Увлечённый идеей существования античных философских фиасов, французский исследователь Пьер Буайянс выпускает в конце 1930-годов поныне цитируемый и обсуждаемый труд на эту тему[43]. Культовые начала греческой философии прослеживаются там от легендарных орфических фиасов. Затем автор ведёт нас к пифагорейцам, от них к платоникам, перипатетикам, стоикам, и даже эпикурейские союзы, в силу того, что Демокрит и Эпикур, утверждая невмешательство богов и богинь в земные дела, всё же призывали чтить их и поклоняться им, рассматриваются как религиозные объединения. Буайанс подкрепляет свои выводы всем доступным ему эпиграфическим материалом, ссылаясь на многочисленные надписи, где в том или ином контексте упоминались Музы.

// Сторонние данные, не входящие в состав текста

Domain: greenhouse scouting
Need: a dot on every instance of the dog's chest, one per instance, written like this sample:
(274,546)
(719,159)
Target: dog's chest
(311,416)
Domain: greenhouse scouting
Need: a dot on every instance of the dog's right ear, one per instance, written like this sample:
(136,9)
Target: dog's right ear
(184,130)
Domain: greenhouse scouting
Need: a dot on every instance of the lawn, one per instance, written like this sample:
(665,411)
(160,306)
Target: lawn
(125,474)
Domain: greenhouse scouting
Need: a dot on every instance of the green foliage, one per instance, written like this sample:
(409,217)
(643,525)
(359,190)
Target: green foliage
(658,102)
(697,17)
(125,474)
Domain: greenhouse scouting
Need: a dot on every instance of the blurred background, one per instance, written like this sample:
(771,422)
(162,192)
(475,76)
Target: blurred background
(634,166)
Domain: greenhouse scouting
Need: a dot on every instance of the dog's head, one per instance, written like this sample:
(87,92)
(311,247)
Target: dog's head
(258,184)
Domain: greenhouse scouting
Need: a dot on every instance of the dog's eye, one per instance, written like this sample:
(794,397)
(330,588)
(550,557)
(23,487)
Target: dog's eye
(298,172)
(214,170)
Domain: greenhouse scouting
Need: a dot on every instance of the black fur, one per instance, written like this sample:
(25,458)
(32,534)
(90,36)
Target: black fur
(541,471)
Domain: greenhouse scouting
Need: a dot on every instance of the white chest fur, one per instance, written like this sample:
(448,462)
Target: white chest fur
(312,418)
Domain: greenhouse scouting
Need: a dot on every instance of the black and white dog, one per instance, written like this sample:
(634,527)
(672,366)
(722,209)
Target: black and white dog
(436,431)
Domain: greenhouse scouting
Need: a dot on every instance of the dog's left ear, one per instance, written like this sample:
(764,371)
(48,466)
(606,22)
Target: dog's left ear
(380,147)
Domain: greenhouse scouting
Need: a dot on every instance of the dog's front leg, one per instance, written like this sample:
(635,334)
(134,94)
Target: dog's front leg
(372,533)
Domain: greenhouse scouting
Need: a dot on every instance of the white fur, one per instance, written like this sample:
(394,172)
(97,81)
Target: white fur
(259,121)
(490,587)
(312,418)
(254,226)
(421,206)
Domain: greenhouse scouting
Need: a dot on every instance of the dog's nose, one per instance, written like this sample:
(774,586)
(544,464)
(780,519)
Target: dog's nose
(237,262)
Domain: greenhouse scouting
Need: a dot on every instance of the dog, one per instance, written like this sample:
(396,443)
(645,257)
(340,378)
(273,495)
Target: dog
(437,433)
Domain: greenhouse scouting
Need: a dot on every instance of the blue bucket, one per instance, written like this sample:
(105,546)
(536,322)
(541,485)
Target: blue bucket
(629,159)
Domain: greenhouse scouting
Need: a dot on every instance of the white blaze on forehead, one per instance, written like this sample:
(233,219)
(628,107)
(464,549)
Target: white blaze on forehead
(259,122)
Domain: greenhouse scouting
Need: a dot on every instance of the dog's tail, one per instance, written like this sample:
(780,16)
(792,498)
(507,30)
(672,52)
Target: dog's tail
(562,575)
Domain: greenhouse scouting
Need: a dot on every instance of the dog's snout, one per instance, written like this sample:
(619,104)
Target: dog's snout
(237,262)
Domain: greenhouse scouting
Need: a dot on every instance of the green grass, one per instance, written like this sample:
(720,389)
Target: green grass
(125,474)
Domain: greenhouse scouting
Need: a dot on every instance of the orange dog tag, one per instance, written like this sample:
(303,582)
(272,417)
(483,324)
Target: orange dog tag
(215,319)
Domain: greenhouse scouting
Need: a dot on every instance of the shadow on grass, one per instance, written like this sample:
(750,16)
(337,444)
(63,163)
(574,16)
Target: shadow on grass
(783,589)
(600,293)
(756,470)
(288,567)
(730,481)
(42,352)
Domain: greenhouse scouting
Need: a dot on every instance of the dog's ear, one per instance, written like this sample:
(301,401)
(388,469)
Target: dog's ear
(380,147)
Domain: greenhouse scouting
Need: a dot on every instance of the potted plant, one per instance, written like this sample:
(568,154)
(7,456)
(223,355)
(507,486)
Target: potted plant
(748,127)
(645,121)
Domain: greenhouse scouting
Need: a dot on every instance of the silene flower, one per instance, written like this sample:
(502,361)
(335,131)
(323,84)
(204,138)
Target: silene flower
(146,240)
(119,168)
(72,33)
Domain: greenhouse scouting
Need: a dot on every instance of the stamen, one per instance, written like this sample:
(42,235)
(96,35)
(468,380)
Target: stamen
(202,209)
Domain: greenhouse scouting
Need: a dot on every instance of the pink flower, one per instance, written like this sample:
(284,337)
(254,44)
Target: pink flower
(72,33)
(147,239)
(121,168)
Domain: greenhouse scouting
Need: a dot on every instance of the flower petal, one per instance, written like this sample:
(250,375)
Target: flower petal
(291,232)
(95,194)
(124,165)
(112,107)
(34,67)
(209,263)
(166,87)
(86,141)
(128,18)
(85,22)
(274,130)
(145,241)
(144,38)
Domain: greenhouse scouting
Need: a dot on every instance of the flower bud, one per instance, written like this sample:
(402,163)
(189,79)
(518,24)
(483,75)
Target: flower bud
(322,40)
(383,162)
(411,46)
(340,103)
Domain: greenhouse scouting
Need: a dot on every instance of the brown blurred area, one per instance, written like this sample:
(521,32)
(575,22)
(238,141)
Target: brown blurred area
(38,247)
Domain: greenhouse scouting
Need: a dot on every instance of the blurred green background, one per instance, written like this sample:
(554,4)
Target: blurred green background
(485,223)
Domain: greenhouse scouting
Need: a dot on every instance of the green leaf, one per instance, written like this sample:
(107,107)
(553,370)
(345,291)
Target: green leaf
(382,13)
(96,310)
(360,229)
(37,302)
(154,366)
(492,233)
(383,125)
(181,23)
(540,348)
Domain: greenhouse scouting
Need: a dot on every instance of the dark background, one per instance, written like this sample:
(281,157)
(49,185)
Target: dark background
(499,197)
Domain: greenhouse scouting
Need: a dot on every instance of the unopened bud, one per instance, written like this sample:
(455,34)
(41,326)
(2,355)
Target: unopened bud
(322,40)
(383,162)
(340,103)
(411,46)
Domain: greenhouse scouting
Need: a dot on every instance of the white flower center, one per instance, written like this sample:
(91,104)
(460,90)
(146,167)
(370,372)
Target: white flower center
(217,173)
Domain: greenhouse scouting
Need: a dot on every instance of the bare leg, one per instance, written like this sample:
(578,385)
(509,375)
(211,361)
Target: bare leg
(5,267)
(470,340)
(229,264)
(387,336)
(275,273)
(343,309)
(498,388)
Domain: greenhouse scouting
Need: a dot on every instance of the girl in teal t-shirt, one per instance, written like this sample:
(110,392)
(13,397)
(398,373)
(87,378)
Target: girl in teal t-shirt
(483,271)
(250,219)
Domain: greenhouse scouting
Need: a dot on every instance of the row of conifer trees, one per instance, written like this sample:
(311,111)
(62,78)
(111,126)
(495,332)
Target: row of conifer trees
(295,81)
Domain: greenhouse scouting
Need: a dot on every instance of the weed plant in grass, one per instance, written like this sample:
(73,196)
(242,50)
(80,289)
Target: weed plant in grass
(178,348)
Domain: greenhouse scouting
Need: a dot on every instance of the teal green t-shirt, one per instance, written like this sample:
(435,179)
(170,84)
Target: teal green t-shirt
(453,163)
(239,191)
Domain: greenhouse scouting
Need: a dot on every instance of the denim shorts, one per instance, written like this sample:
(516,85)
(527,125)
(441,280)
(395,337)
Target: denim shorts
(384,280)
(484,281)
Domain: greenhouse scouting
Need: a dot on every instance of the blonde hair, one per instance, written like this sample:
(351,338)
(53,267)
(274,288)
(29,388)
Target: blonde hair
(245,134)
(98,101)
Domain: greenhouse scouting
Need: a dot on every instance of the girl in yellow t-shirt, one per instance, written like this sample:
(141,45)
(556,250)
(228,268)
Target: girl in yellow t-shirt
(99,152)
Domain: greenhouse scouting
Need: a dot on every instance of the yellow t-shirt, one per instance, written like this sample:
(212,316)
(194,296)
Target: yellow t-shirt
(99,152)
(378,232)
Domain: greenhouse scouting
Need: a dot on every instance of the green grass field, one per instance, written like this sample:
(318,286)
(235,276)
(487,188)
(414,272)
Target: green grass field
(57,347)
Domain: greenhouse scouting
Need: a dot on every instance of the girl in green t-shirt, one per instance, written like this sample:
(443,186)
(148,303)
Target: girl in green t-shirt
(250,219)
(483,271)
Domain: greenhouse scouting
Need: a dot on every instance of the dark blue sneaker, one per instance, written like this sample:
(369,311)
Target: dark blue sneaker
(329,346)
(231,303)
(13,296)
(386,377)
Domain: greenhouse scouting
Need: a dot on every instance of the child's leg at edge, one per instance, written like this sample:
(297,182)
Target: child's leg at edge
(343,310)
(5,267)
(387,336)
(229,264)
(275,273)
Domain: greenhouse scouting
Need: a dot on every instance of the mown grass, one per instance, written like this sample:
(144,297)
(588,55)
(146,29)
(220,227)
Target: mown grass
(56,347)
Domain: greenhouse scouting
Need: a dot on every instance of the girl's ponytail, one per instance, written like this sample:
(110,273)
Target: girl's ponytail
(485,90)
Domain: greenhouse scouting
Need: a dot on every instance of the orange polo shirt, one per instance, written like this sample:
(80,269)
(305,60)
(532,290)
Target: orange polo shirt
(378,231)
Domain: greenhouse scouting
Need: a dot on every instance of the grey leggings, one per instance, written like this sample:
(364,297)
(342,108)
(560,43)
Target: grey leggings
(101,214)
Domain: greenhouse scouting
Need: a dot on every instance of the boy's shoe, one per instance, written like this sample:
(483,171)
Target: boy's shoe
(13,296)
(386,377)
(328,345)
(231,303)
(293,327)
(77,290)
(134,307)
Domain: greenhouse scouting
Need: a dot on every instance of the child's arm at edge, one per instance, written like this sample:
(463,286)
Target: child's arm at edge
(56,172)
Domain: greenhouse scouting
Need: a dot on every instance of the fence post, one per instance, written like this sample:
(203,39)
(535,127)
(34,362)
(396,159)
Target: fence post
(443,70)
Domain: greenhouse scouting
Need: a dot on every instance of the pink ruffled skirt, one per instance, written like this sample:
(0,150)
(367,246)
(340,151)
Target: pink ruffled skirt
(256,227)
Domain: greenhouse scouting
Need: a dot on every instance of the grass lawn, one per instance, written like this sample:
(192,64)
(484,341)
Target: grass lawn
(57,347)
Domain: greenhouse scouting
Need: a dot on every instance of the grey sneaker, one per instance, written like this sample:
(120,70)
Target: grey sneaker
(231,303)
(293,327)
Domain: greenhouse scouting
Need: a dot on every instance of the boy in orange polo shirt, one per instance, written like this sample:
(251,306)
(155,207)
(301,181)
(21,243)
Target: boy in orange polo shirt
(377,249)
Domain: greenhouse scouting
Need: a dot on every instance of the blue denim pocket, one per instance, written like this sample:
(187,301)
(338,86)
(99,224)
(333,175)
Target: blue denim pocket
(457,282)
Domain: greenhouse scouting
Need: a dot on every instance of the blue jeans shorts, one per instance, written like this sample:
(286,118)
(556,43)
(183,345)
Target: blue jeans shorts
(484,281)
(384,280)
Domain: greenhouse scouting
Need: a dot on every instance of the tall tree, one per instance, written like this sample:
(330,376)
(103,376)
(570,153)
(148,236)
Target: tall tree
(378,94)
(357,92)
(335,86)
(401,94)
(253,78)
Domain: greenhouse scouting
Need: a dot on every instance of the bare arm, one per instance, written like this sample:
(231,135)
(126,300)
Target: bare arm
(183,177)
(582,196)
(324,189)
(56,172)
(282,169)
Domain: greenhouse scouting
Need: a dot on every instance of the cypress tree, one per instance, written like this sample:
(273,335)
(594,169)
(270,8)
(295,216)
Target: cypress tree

Поскольку союзы служителей Муз представляли собой религиозные объединения, возникшие на основе почитания общих богинь, можно было, сопоставляя имеющиеся данные, определить характер связей между людьми, объединявшимися для служения Музам, найти принципы их организации, выявить круг тех творческих профессий, которые оказались вовлеченными в мусический культ. Однако исследователи сразу же наткнулись на целый ряд трудностей, в конечном итоге помешавших реализовать открывшиеся возможности.
Затруднение вызвало уже определение статуса мусического сообщества. Оно не похоже на традиционный θίασος, так как данная форма религиозной организации имела чётко зафиксированный устав и строгую дисциплину, что отразилось бы в эпиграфике. Это наименование встречается у Аристофана (Thesm., 3942), но в применении не к смертным, а к самим Музам (θίασος Μουσών). У Филона Александрийского (Quod omn. prob. I, 2) и Филодема (Ind. acad. col. XXXVIII, 41 = P. Herc. 164, 1021), писавших, соответственно, о пифагорейцах и школе Платона, встречаются термины συνθιασώται и θίασος, но именно по отношению к этим философским школам в целом, на тот период, когда они действительно стали превращаться в элитарные религиозные объединения. Школы включали в себя учеников, которые не были постоянными членами Мусеев, следовательно, такие наименования как пифагорейцы, академики, перипатетики нельзя автоматически переносить на тех, кто внутри данных школ осуществлял поклонение Музам, тем более что Myсей далеко не всегда обслуживали представители только одного учения.